According to Europe's leading politicians – Benoit Coeure, a member of the executive branch of the European Central Bank, and Jacqueline Lohe , the president of the Bank of International Settlements – bitcoin and other cryptocurrencies still can't provide an adequate solution for a more and more cashless society. As per a recent report, the claim that cryptocurrencies are rarely used as a measure of worth for goods and services and that they're too slow and expensive to use for payments makes them almost useless in terms of being used as a cash replacement. They also equated storing value in such currencies to gambling in a casino.
Despite still prevailing in the world, cash won't be king for ever as new research by BIS shows that cashless transactions have doubled since the start of this century in the leading 25 countries by BDP. If cash disappeared altogether, the whole economy would depend on nothing but the liquidity of business banks.
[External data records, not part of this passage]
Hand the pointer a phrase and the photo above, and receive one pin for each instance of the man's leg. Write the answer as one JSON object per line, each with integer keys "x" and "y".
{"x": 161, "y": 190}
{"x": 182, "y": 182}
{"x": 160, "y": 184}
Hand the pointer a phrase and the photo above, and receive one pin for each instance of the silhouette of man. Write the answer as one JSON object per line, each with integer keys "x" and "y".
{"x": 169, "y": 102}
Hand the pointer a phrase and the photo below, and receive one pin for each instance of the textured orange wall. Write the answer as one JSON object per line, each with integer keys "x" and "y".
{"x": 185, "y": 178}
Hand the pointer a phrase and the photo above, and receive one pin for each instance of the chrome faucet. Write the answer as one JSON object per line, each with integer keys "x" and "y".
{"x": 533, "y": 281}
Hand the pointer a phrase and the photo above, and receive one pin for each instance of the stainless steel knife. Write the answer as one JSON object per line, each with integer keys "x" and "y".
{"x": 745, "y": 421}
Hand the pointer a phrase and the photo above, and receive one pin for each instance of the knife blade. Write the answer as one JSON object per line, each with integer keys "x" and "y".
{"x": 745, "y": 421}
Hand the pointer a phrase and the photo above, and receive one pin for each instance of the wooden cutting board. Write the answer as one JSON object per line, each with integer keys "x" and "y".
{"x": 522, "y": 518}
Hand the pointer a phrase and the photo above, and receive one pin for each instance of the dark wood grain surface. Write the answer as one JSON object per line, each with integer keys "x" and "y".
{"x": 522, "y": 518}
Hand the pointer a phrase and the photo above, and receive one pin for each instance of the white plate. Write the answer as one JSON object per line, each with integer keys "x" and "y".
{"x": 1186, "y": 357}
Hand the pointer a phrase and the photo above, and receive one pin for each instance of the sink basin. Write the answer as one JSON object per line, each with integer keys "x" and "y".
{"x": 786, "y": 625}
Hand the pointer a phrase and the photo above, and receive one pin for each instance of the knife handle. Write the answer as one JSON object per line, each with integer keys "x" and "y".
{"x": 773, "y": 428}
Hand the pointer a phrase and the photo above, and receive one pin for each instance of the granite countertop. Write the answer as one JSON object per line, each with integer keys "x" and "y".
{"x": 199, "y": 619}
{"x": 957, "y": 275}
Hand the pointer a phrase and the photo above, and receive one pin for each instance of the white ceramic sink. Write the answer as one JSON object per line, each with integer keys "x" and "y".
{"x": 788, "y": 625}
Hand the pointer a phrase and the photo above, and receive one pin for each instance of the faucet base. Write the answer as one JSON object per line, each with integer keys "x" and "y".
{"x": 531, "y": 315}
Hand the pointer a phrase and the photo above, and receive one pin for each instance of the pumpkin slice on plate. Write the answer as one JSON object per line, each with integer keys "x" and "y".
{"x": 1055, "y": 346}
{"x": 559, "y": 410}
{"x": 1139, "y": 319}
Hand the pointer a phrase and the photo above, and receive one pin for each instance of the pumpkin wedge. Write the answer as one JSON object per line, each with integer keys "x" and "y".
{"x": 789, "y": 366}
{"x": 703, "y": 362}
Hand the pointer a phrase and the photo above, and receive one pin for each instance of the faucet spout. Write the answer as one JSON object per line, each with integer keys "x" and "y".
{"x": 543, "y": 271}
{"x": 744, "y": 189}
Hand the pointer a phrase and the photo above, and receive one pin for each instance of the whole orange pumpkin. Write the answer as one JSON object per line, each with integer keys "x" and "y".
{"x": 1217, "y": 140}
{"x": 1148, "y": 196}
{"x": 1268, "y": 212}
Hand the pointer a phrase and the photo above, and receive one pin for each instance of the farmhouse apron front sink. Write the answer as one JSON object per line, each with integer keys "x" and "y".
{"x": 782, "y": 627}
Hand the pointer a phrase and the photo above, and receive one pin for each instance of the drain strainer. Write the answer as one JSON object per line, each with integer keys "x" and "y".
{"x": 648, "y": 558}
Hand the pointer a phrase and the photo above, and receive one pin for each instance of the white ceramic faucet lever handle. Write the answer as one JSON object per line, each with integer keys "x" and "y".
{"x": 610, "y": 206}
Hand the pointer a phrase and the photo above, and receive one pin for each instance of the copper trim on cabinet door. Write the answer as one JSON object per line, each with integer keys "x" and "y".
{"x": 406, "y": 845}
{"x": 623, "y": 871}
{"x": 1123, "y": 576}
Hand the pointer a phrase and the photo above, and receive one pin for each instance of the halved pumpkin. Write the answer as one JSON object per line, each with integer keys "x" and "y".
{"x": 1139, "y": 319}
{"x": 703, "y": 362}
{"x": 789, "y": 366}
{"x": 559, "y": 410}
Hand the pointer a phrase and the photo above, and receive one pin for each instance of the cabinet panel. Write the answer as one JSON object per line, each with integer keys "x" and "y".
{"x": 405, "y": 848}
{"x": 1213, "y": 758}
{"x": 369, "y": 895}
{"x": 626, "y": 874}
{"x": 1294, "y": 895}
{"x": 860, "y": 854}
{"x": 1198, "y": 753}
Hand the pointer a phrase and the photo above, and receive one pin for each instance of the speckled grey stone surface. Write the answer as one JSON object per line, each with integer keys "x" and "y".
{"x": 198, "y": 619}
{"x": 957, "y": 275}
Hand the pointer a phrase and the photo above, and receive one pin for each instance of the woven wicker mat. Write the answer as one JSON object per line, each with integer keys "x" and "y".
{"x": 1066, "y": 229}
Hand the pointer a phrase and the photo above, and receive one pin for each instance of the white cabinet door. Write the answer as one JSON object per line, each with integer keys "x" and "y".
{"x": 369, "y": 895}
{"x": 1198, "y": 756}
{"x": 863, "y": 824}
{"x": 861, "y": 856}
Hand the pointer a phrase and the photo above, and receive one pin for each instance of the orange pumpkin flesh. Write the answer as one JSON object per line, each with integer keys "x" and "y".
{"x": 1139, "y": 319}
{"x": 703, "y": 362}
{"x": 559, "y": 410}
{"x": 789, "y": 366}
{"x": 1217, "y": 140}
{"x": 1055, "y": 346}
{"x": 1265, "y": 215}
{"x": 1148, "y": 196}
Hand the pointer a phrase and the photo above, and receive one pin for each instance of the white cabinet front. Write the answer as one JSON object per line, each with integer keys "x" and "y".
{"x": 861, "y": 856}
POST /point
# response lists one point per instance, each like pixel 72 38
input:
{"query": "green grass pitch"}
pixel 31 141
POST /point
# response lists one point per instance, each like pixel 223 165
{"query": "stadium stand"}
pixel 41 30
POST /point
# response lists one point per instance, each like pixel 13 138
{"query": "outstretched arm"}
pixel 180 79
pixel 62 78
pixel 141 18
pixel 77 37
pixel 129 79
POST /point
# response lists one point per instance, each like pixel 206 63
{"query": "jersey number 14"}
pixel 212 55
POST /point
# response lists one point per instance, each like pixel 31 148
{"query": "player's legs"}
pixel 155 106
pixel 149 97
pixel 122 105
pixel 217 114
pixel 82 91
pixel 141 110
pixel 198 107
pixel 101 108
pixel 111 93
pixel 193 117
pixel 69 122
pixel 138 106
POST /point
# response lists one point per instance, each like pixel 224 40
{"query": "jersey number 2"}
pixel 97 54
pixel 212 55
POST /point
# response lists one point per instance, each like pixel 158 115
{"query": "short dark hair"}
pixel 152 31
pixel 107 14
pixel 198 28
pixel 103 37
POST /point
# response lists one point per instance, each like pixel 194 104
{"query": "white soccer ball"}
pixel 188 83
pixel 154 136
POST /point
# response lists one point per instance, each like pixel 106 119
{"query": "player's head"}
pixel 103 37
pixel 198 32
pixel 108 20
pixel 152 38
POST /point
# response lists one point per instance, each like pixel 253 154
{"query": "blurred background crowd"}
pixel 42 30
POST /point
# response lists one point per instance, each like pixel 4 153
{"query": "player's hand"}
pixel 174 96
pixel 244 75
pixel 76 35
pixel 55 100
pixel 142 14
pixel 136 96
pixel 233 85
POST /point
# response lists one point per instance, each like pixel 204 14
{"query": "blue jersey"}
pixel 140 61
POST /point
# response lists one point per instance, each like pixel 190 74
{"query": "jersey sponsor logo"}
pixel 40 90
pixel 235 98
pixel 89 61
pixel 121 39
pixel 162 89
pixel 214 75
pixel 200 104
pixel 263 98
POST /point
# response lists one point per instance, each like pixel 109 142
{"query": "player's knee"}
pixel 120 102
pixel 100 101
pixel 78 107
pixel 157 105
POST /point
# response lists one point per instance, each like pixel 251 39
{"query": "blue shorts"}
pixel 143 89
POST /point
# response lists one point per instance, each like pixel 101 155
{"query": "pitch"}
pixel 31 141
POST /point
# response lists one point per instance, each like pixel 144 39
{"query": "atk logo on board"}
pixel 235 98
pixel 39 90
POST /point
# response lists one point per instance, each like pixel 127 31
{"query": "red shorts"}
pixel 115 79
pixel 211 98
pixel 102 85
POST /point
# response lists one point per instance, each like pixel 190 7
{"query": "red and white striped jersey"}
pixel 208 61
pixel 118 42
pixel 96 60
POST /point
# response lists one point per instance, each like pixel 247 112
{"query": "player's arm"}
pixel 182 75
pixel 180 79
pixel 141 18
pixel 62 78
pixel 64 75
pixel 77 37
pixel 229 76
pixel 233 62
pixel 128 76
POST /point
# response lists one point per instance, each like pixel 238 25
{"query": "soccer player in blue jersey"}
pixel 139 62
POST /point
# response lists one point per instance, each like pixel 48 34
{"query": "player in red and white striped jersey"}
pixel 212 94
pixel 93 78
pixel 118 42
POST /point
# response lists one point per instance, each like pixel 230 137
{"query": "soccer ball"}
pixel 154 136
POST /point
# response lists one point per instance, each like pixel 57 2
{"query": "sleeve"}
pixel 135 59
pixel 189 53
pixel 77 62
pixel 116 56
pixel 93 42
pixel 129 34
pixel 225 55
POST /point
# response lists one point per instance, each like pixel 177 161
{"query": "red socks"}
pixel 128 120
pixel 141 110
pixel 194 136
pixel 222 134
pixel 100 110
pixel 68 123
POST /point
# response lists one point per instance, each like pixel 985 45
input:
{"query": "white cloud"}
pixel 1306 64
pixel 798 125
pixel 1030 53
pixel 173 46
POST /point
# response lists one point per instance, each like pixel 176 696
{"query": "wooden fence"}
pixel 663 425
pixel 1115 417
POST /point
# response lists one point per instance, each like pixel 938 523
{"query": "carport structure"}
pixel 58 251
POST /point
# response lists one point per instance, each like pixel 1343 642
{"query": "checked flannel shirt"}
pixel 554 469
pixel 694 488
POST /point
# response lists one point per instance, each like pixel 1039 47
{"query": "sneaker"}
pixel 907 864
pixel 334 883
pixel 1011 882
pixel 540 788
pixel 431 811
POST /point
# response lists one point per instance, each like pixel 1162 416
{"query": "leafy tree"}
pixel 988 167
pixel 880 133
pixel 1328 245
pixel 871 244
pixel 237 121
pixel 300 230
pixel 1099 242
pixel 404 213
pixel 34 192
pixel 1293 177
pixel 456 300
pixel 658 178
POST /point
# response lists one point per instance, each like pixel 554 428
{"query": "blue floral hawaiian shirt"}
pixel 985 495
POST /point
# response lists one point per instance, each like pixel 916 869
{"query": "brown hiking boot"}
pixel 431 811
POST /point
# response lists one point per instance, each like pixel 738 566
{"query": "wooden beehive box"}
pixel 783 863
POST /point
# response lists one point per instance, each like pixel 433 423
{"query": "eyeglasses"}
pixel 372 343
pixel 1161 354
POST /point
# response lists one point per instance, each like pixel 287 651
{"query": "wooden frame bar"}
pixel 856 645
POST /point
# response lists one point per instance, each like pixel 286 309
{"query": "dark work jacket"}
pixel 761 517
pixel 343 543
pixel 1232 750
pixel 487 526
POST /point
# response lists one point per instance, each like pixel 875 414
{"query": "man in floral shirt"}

BIS in their report claim that a central bank digital currency (CBDC) could solve this problem, but they also point out that there's a high chance of disturbing current economy and the financial system as a whole. Such a decentralzied currency would be much safer but almost completely anti-anonymous when compared to modern day cash. While this would reduce cash funded crime by a large margin, it would also allow banks to own an unprecedented amount of personal client information.
Cash is slowly buy surely retreating into history and the world is turning to new, alternative solutions. Next week, a G20 group of countries will be discussing bitcoin and other cryptocurrencies as well as a CBDC because blockchain technology seems to be seeping into all walks of life much faster than many originally anticipated.